JoeTyndall JoeTyndall 4 years
OP, This is going to turn into a disaster (I'm speaking from experience.) You need to do something about this, and you need to do it now. You need to start distancing yourself from your co-worker. When you see him first thing in the morning, be friendly and say hello, then ignore him for the rest of the day. He is going to sense that you are being cold towards him, and then there will be an icy feeling in the air, but at this point there is nothing you can do about this. Try this and let us know how it is going.
JoeTyndall JoeTyndall 4 years
OP,This is going to turn into a disaster (I'm speaking from experience.) You need to do something about this, and you need to do it now. You need to start distancing yourself from your co-worker. When you see him first thing in the morning, be friendly and say hello, then ignore him for the rest of the day. He is going to sense that you are being cold towards him, and then there will be an icy feeling in the air, but at this point there is nothing you can do about this. Try this and let us know how it is going.
Helen-Danger Helen-Danger 4 years
Work on decreasing the attraction, not encouraging it.
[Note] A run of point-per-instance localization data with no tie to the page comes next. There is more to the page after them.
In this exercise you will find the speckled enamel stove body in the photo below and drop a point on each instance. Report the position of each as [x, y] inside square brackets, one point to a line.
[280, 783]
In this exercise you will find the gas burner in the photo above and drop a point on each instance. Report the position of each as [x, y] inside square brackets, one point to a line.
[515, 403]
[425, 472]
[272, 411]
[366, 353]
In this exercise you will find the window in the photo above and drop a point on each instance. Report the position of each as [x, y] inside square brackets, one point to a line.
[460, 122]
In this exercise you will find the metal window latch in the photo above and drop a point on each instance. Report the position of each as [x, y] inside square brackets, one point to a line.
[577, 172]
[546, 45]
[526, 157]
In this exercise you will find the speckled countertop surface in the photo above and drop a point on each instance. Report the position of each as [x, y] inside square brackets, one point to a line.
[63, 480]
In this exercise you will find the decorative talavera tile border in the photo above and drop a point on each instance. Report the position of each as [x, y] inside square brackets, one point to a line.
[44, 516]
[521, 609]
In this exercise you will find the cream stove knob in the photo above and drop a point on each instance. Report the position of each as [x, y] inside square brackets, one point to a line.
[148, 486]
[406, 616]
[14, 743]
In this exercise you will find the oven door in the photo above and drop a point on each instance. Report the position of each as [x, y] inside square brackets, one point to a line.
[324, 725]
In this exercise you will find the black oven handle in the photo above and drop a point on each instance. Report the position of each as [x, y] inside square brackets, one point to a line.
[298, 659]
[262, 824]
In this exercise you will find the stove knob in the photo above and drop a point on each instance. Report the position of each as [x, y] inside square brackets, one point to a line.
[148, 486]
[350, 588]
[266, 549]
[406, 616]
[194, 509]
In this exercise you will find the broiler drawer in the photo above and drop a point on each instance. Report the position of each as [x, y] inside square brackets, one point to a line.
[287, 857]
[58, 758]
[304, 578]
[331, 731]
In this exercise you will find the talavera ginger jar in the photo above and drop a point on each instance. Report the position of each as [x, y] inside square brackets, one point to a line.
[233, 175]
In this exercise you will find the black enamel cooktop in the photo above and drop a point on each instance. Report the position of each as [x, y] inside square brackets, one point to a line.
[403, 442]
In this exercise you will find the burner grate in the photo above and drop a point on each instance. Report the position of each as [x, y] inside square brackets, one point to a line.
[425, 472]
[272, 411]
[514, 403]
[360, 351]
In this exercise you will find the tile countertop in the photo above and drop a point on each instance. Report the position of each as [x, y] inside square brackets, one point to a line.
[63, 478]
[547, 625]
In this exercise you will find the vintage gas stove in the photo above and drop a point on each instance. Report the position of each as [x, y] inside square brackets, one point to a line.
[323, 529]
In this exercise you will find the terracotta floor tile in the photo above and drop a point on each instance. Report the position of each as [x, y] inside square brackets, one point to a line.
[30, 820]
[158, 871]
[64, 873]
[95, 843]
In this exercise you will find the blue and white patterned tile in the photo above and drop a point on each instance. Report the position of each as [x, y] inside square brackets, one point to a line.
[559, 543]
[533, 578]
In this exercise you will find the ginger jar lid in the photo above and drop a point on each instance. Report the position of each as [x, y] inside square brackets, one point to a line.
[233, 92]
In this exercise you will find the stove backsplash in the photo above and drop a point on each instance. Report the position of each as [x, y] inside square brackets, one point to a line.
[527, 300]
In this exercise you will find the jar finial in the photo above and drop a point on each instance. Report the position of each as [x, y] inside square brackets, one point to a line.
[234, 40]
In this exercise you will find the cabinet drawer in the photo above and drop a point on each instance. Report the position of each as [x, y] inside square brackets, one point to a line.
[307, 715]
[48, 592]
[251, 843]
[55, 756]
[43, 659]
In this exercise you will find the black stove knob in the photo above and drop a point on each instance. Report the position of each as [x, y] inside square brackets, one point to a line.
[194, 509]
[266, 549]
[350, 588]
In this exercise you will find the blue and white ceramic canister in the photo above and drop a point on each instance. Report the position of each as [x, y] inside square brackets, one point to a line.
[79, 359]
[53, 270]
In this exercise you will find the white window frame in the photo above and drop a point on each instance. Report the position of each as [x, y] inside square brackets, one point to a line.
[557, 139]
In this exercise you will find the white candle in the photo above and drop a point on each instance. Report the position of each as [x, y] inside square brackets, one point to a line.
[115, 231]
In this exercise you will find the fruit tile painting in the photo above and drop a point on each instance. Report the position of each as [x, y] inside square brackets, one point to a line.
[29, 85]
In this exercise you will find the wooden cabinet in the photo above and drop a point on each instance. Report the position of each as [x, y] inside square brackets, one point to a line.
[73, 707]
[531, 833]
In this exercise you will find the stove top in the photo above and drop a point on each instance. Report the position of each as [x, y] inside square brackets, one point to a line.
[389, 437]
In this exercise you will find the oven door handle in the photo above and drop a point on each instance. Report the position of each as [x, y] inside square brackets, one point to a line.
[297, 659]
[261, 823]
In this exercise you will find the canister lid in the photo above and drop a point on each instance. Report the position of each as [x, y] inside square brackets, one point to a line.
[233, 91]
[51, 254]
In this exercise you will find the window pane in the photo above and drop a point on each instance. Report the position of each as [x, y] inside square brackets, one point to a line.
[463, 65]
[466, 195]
I get that a new attraction makes you feel alive again. But that just points out that there are many areas of your life where you feel stuck and depressed. Drama could distract, but it won't fix anything. And a year from now, you will feel 20 times worse than you do now. Infatuation feels good, but when it's an affair it's just as potent and stupid to indulge in as heroin. There are repercussions that make your life sooooo much worse.